The twice-mentioned "exception" is the CDCR Form 3014 "Use of Force Critique, Report of Findings — Inmate Interview," signed by Lt. R. Molina, and dated May 26, 2014. This document contains statements attributed to Plaintiff by prison officials investigating his allegations of excessive force. It does not appear to contain any privileged information or material in need of protection for security reasons. Moreover, Defense counsel advised that while the CDCR does not typically provide Use of Force Critique forms to prisoner litigants, Plaintiff's CDCR Form 3014 appeared "innocuous." Therefore, Defendants shall provide Plaintiff with a copy of the May 26, 2014 CDCR Form 30143, but no other Use of Force documents.

IV. CONCLUSION AND ORDER

For the foregoing reasons, as to Plaintiff's motion to compel (ECF No. 32) IT IS HEREBY ORDERED as follows:

1. The ruling on Plaintiff's request for the names of any inmates present in the medical facility on May 14, 2014 is DEFERRED until the July 20, 2016 telephonic discovery dispute conference, pending Defendants' further investigation; 2. Plaintiff's request for lockdown records spanning the period from February 1, 2014 to May 30, 2014 is DENIED; 3. Plaintiff's request for additional photographs of his injuries is DENIED as moot; 4. Plaintiff's request for a diagram depicting the locations of surveillance cameras within KVSP is DENIED; 5. Plaintiff's request for information regarding surveillance cameras on the C Facility Patio is GRANTED in part: Defendants are directed to further inquire into the presence of surveillance cameras on the C Facility Patio and disclose their findings to Plaintiff; and

As to the documents provided to the Court for in camera review, IT IS HEREBY ORDERED:

6. Defendant shall provide Plaintiff with a copy of the CDCR Form 3014 (the Inmate Interview) within fourteen days of this order; 7. Defendants are not required to turn over CDCR Forms 3036, 3034, 3012, 3011, and 3010 to Plaintiff.

IT IS SO ORDERED.

FootNotes


1. During the TDDC, there was a dispute over the basis for Plaintiff's Eighth Amendment failure to protect claim against Defendant Waddle.
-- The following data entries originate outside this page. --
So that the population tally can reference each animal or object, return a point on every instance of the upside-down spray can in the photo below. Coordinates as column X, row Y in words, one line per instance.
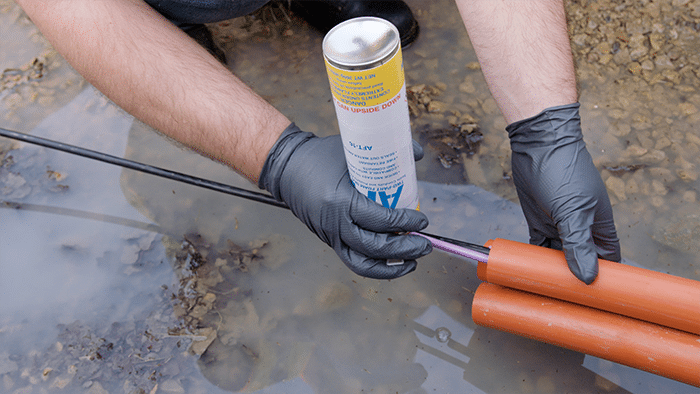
column 365, row 70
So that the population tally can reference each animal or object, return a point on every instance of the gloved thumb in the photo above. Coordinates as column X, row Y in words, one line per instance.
column 578, row 245
column 417, row 151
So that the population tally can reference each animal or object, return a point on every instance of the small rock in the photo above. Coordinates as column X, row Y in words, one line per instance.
column 687, row 108
column 436, row 106
column 617, row 187
column 172, row 386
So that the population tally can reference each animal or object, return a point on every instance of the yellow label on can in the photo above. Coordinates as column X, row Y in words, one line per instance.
column 367, row 88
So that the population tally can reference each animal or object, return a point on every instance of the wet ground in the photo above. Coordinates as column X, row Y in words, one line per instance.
column 118, row 282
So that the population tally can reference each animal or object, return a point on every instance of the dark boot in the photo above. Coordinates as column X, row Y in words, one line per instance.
column 202, row 35
column 325, row 14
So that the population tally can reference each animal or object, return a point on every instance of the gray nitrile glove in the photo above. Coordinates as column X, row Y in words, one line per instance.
column 561, row 192
column 310, row 175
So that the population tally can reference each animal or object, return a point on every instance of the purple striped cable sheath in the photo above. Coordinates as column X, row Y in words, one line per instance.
column 454, row 249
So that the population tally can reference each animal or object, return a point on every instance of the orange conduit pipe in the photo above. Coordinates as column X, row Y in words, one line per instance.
column 635, row 292
column 647, row 346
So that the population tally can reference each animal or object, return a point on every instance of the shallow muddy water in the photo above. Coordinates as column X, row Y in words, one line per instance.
column 117, row 282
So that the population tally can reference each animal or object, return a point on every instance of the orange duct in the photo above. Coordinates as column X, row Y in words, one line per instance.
column 635, row 292
column 664, row 351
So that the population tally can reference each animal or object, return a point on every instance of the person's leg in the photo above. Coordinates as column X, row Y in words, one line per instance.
column 191, row 15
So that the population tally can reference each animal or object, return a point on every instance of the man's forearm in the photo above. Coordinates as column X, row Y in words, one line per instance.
column 524, row 51
column 157, row 73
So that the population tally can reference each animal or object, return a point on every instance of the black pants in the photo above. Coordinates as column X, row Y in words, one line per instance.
column 204, row 11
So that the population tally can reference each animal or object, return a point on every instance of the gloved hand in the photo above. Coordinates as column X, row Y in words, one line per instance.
column 310, row 175
column 561, row 192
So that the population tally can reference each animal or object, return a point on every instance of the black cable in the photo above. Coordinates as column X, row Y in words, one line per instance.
column 176, row 176
column 468, row 245
column 132, row 165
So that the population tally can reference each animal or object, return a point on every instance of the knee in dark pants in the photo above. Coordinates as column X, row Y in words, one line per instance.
column 204, row 11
Plaintiff argued that Defendant Waddle failed to protect him from gang violence. Defendants believed Defendant Waddle was charged with failing to protect Plaintiff from violence at the hands of Defendants Ronquillo, Walinga, and Neibert. Review of the pleadings shows that Plaintiff is correct.
2. See footnote 3, below.
3. On the second page of that form, there is a checklist of the types of evidence a reviewing authority may consider in determining whether Plaintiff was subjected to excessive force. One of the items checked as having been reviewed in this case is "Incident Videotape." On its face, this statement is inconsistent with the Hancock Declaration discussed above. Hence, the above-noted need for further investigation into the possible existence of a video of the incident.